L'aventure se poursuit...j'ai l'impression d'être partie depuis plus longtemps qu'un mois tellement les découvertes sont permanentes.


PS : spéciale dédicace à mon grand frère qui fêtait aujourd'hui ses 32 ans ! Mis mejores deseos hermano !



lundi 12 avril 2010

Première semaine dans la Valle del Uco

Le voyage a commencé dimanche 4 avril. J'ai pris un bus à Buenos Aires, direction Mendoza à quelques 1000 kilomètres à l'ouest de la capitale. Départ à 19h30. A la gare, il faut que j'ai un œil partout : sur mes valises, mon sac à main, mon sac à dos. Il faut trouver la technique pour avoir tout sous les yeux et ne plus bouger ! Ce à quoi il faut aussi penser quand on voyage en bus en Argentine, ce sont les pourboires. Et oui, ne croyez pas que le gars qui vous met les valises dans la soute est payé par l'entreprise, il attend sa petite propina ; tout comme ceux qui vous propose de mettre vos valises sur des petits chariots et de vous emmener sur le bon quai. Erreur de débutante, j'ai « distribué » mes billets de 2 pesos tout au long du voyage ! Deux pesos, vous me direz c'est pas grand chose, cinquante centimes d'euros tout au plus...mais bon...

Voyager en bus en Argentine, c'est vraiment confortable : de la place pour les jambes, des repose-jambes pour les semi-couchettes, des fauteuils bien larges et puis le dîner est servi à bord et compris dans le voyage. Si bien que les 12 heures de bus passent toutes seules. J'arrive à Mendoza, presque fraîche, vers 10h et je saute dans un autre bus en direction de Tunuyan. Le paysage qui défile sous mes yeux est jusque incroyable : des vignobles à perte de vue et la Cordillère des Andes. J'ai un peu de mal à réaliser où je suis et puis le panneau indique : Tunuyan, Valle del Uco. Il est midi, et je prends un taxi pour arriver jusqu'à la ferme : Rosa de Jerico. Je panique un peu quand je vois qu'on s'enfonce vraiment dans la campagne, et que les routes sont devenus des chemins de terre. Enfin, j'arrive à la maison de Ruben et Sandra Pagliafora. Je suis accueillie par les autres volontaires : Guillaume, un Marseillais, Hannah et Sarah, deux Anglaises et Tommy, un Américain. Ils sont rentrés des champs et préparent le déjeuner, ce qui est assez inhabituel parce que normalement c'est Sandra qui se charge de préparer à manger.

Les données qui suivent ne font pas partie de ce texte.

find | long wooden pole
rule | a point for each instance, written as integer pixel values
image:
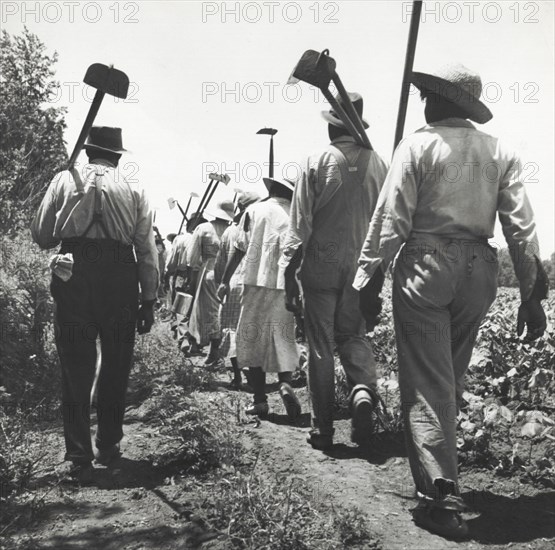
(409, 61)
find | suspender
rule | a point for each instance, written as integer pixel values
(345, 170)
(98, 207)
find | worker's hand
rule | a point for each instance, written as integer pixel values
(145, 317)
(223, 292)
(293, 302)
(77, 179)
(370, 303)
(370, 307)
(531, 314)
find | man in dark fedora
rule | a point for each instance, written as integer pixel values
(333, 202)
(104, 225)
(447, 183)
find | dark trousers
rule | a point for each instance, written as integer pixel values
(99, 300)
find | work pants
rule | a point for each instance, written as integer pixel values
(99, 300)
(442, 291)
(332, 317)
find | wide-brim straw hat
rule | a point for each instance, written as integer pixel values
(270, 182)
(225, 210)
(246, 198)
(457, 84)
(356, 99)
(105, 138)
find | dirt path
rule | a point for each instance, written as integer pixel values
(135, 506)
(379, 483)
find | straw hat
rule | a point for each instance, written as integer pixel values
(457, 84)
(246, 198)
(356, 99)
(224, 210)
(269, 183)
(105, 138)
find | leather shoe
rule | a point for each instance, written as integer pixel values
(105, 456)
(258, 409)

J'installe mes affaires dans la petite maison de bois destinées aux volontaires. Précieux et précieuses s'abstenir de ce genre d'expérience. On est assez loin de l'idée qu'on peut se faire du confort mais il y a ce qu'il faut pour être propre et dormir a gusto (à l'aise). Certes, de petits insectes douteux gravitent autour du lit mais rien qui ne puisse m'effrayer quand même.



Après la sieste, vers 16h, il est temps de se remettre au travail. En ce moment, c'est la cueillette des tomates, pour la sauce bio que la ferme vend à la fois sur les marchés et à la fois à des entreprises qui revendent les produits bio. L'agriculture biologique est assez récente en Argentine et le système commence juste à s'organiser.
Il faut laver les tomates, les couper le tout à la main. Ensuite les tomates sont pressées dans une petite machine. La sauce est ensuite versée dans les bouteilles (précédemment lavées aussi à la main) et fermées. On passe à la phase de stérilisation. Ça se passe dans de grands bidons remplis d'eau tiède, sous lesquels on met le feu, on aura donc été cherché du bois pour ça. En attendant que l'eau bout, on prend le maté (thé argentin amer qui s'infuse dans un récipient en calebasse et qu'on sirote à l'aide d'une paille en métal) sous les vignes et c'est un vrai bon moment de convivialité qui nous permet d'échanger sur nos expériences respectives, de rigoler.

Les journées se passent ainsi depuis une semaine. Certains partent à la cueillette, d'autres lavent les tomates ramassées la veille et les coupe. Après le déjeuner, on fait la sauce, on continue à couper les tomates et ainsi de suite.On est bien occupé et quand la journée se termine on savoure pleinement la douche et le maté.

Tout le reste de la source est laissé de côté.